While there are a bunch of people saying they have different plans, that does not actually mean that we have a plan. It largely just confuses the whole situation. What he describes here feels exactly like the current situation.
(3) One critical try
Nate argues that once “AI is capable of autonomous scientific/technological development” where it can “gain a decisive strategic advantage over the rest of the planet,” you are operating in a very different environment than ever before. Since the AI in this regime could potentially kill you, you need to get it right on the first try, and that is really difficult.
One objection he addresses is that you could try to trick a weaker AI into thinking it could take over. However, according to Nate, if we come up with some complex method to potentially test whether a system would like to take over, we still rely on that working on the first critical try. This goes against the more modern idea of AI control, which came out in December 2023. I would add that these “tricking the weaker AIs into trying to take over” strategies have at least two key problems: (1) these AIs are still weaker than the real thing, (2) you are trying to gather empirical data from observing something smarter than you. For example, we could see an AI pretending to be tricked and not taking over.
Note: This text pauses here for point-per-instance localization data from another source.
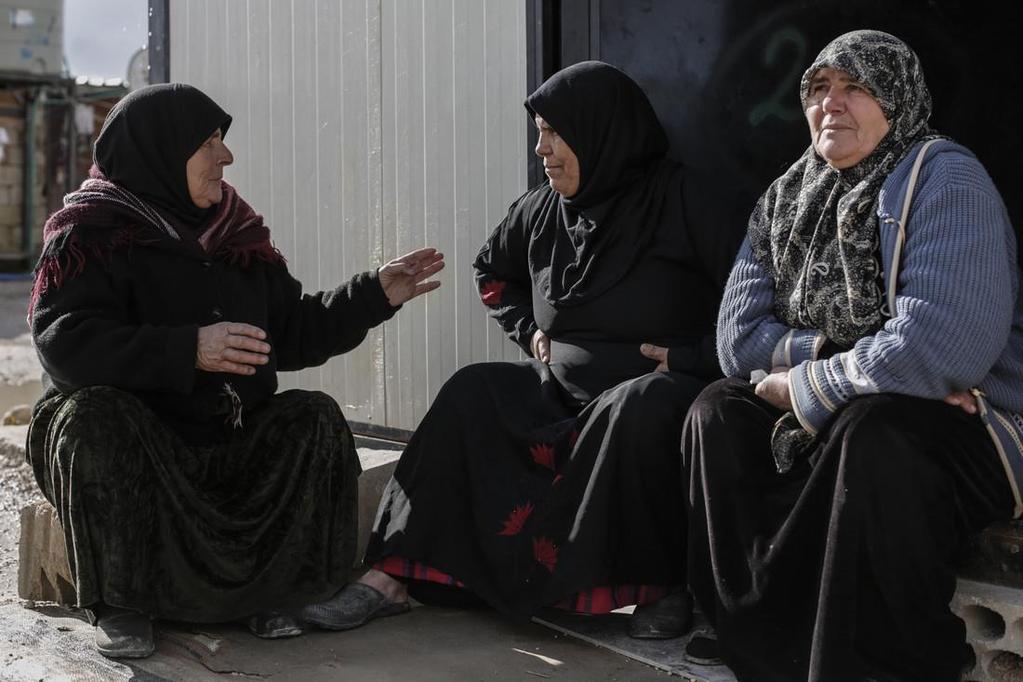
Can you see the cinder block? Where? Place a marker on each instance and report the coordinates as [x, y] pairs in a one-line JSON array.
[[993, 617], [43, 572], [377, 466], [995, 555]]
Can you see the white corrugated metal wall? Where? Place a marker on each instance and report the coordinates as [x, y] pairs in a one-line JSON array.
[[364, 129]]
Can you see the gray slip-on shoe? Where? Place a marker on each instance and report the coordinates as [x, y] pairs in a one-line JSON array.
[[667, 618], [274, 625], [124, 634], [355, 604]]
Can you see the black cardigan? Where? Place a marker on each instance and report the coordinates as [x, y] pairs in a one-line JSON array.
[[130, 320]]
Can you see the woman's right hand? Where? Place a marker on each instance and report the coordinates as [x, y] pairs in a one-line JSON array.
[[231, 347], [963, 400], [540, 347]]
I think people often also have a second objection that Nate didn’t mention, namely that we could play the AIs against each other in some form such that no AI gets a decisive strategic advantage at any point. This also seems to rely on such a scheme working on the first critical try. I also assume that such a method is not particularly promising if you can’t reliably align the first generation of AIs and decision theory favors alliances between smart agents.